We have described a method of setting fees on a mutual basis and spelled out professional goals of this approach. We have mentioned issues that arise - personal, professional, institutional, strategic, and technical - and a style for integrating them. We have discerned phases of varying intensity in an overall sequence of patterned response to this negotiation. We have reported on both complications and benefits of such interaction for adolescents and young adults, the poor and the rich, the individual and the group. We note that there is increased work tension to be borne by the psychiatrist relative to (1) increased awareness of his own life aims, (2) taking time and effort in the mutual endeavor, and (3) increased complexity of bookkeeping. We view the full implementation of fee negotiation as a psychosocial variable that helps to define more broadly, more deeply, and more efficaciously the patient, the psychiatrist, and their functional groupings.

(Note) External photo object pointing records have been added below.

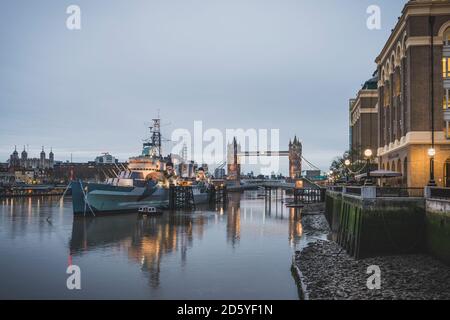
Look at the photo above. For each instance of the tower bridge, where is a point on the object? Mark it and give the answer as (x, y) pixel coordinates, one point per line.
(294, 154)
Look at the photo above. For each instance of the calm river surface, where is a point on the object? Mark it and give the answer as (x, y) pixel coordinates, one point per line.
(243, 252)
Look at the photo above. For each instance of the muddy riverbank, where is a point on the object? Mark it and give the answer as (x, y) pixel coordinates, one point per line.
(325, 272)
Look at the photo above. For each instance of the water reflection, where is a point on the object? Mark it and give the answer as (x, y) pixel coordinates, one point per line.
(196, 249)
(234, 219)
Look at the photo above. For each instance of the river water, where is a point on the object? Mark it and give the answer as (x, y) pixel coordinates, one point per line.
(242, 252)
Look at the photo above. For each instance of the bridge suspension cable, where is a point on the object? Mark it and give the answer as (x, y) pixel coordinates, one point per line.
(310, 164)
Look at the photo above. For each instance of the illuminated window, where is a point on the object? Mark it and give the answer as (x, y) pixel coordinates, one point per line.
(446, 100)
(446, 68)
(447, 38)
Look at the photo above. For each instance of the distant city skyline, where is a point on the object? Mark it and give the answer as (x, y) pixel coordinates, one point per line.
(288, 65)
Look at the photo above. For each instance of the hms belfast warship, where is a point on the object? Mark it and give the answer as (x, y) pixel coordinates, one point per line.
(144, 183)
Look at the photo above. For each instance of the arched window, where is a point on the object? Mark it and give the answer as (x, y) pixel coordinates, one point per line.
(447, 37)
(447, 173)
(405, 171)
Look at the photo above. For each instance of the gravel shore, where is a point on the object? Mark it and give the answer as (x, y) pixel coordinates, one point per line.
(327, 273)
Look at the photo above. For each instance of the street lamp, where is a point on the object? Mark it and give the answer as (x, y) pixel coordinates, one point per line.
(347, 163)
(368, 154)
(432, 154)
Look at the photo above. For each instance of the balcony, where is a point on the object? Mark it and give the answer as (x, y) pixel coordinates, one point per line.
(446, 51)
(447, 115)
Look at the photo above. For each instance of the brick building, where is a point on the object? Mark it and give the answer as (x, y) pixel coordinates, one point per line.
(364, 119)
(413, 88)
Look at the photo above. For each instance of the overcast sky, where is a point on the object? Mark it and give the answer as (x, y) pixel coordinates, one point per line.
(285, 64)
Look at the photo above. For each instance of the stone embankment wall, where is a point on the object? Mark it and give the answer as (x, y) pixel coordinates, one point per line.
(369, 227)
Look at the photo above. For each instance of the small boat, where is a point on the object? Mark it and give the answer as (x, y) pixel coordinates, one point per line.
(150, 210)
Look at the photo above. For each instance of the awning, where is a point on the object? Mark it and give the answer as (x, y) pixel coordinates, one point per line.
(379, 174)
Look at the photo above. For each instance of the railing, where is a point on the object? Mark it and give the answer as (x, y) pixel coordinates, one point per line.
(389, 192)
(335, 188)
(440, 193)
(392, 192)
(356, 191)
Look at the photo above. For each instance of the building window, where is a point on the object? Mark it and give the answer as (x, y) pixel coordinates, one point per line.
(447, 38)
(446, 68)
(446, 100)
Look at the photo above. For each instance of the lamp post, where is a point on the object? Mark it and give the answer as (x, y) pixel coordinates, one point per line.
(432, 154)
(368, 154)
(347, 165)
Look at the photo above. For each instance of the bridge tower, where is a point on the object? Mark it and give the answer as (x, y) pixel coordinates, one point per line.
(295, 159)
(233, 161)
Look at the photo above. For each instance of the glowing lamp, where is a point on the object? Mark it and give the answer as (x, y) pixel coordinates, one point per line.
(431, 152)
(368, 153)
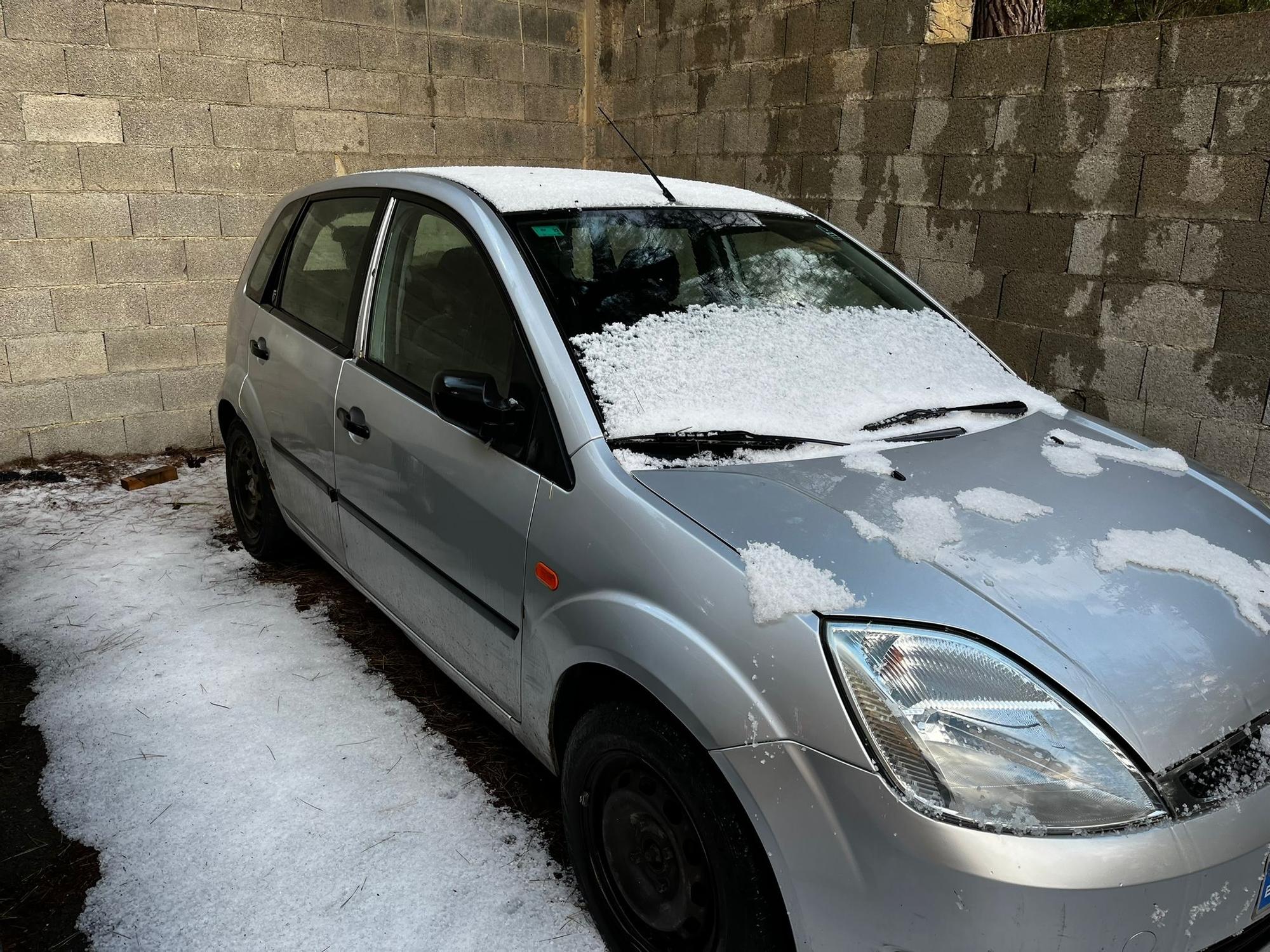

Such fee negotiation has specific clinical benefits. It clarifies and optimizes the role and task alliance. It faces the psychic conflict between "optimal" treatment and "affordable" treatment. It deepens the joint awareness of social and psychologic attitudes of patient, psychiatrist, and others. It confronts cultural materialism and conditioned stereotypes by acknowledging human needs and interests as differentiated from economic class rigidities. It sets an economic basis on which later changes can be viewed and handled, and it promotes fee setting "with" as contrasted to "for" or "to."